La Chiesa francese invita una Le Pen al dibattito. Alla faccia della sinistra

Un applauso alla diocesi cattolica francese che rompe gli indugi e per la prima volta invita un rappresentante della destra del Front National a partecipare a un proprio dibattito, alla faccia delle critiche della sinistra transalpina. L’incontro avverrà sabato: il quotidiano Le Monde dedica all’avvenimento la sua prima pagina e parla della caduta di uno steccato fra il Fn e una parte della Chiesa cattolica. Ed era ora. Ad essere invitata alla tavola rotonda nella diocesi del Var, la regione di Marsiglia, nel sud, è Marion Marechal-Le Pen, la nipote del fondatore del partito, Jean-Marie, ora espulso e in “guerra” con la leader Marine, l’artefice di un consenso popolare che marcia a passo di carica, al punto da riuscire a fare quello che i detrattori non digeriscono: fare del Fn un terzo polo tra la destra gollista e la “gouche”.
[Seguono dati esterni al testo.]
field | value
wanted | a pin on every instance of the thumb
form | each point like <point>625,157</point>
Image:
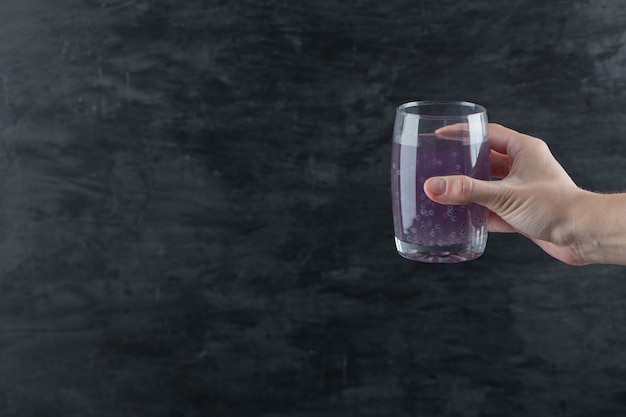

La “prima volta” di una Le Pen

La giovane Le Pen parteciperà al dibattito insieme ad altre personalità politiche di destra e di sinistra. Fialmente. Finora, la Chiesa aveva mantenuto le distanze con il Front National, denunciandone i programmi e rifiutando di allacciare ogni rapporto con il movimento. Era sorpattutto la politica estera e la linea ferma sull’immigrazione a far storcere il naso a una parte della Chiesa francese, che come sappiamo bene anche qui in Italia, persevera in una politica di vaga accoglienza che ha aggravato la situazione. Marine Le Pen, sul tema è stata sempre chiara, da qui l’asse privilegiato tra il Fn e la  Lega di Salvini e di FdI. Ancora una volta constatiamo che fuori dall’Italia sono tutti “più bravi” di noi, che ci tocca assistere alla ormai quotidiana diatriba sterile della Cei contro Salvini. La Chiesa francese dà  una “lezione” -se non sltro di stile – a quella italiana , invitando al confronto la rappresentante di un partito di destra che interpreta le idee di tanti francesi. Da noi, invece, solo insulti.